Hello,
Yesterday I have upgraded to PVE 3.4 from 3.2 and today I have big problems. The load of the node suddenly grew at 12:00. I can’t find the cause. Some servers hang with the next messages:
Thanks.
Yesterday I have upgraded to PVE 3.4 from 3.2 and today I have big problems. The load of the node suddenly grew at 12:00. I can’t find the cause. Some servers hang with the next messages:
Code:
# iotop -d 10 -P
Total DISK READ: 21.17 K/s | Total DISK WRITE: 2.82 M/s
PID PRIO USER DISK READ DISK WRITE SWAPIN IO> COMMAND
10287 be/4 root 0.00 B/s 0.00 B/s 0.00 % 13.75 % kvm -id 104
8691 be/4 root 6.33 K/s 8.61 K/s 0.00 % 13.54 % kvm -id 140
9633 be/4 root 0.00 B/s 0.00 B/s 0.00 % 12.79 % kvm -id 111
10059 be/4 root 0.00 B/s 0.00 B/s 0.00 % 10.82 % kvm -id 156
8895 be/4 root 0.00 B/s 0.00 B/s 0.00 % 7.17 % kvm -id 117
9178 be/4 root 0.00 B/s 0.00 B/s 0.00 % 5.01 % kvm -id 119
9277 be/4 root 405.13 B/s 44.31 K/s 0.00 % 2.08 % kvm -id 108
7534 be/0 root 0.00 B/s 0.00 B/s 0.00 % 0.27 % [txg_sync]

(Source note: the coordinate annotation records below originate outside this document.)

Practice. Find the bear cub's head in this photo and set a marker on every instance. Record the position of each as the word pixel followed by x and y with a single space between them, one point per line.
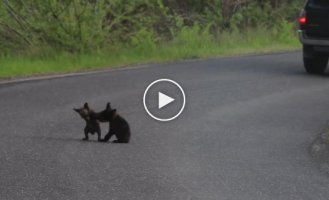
pixel 84 112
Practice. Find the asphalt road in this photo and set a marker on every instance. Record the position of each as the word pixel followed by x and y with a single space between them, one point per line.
pixel 244 134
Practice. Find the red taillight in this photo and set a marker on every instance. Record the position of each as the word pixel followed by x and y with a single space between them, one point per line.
pixel 302 20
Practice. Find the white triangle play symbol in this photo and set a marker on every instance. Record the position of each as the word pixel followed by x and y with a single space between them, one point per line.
pixel 164 100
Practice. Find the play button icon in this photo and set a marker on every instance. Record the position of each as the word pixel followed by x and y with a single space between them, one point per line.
pixel 164 100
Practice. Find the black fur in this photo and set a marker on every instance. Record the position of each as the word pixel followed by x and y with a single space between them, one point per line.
pixel 92 125
pixel 118 125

10858 be/4 root 229.47 K/s 752.69 K/s 0.00 % 0.02 % kvm -id 113
12155 be/4 root 30.46 K/s 329.96 K/s 0.00 % 0.01 % kvm -id 116
8423 be/4 root 810.26 B/s 25.72 K/s 0.00 % 0.01 % kvm -id 112
10481 be/4 root 0.00 B/s 4.35 K/s 0.00 % 0.01 % kvm -id 106
1083 be/3 root 0.00 B/s 1215.38 B/s 0.00 % 0.00 % [jbd2/dm-0-8]
2554 be/3 root 0.00 B/s 1620.51 B/s 0.00 % 0.00 % [jbd2/sda4-8]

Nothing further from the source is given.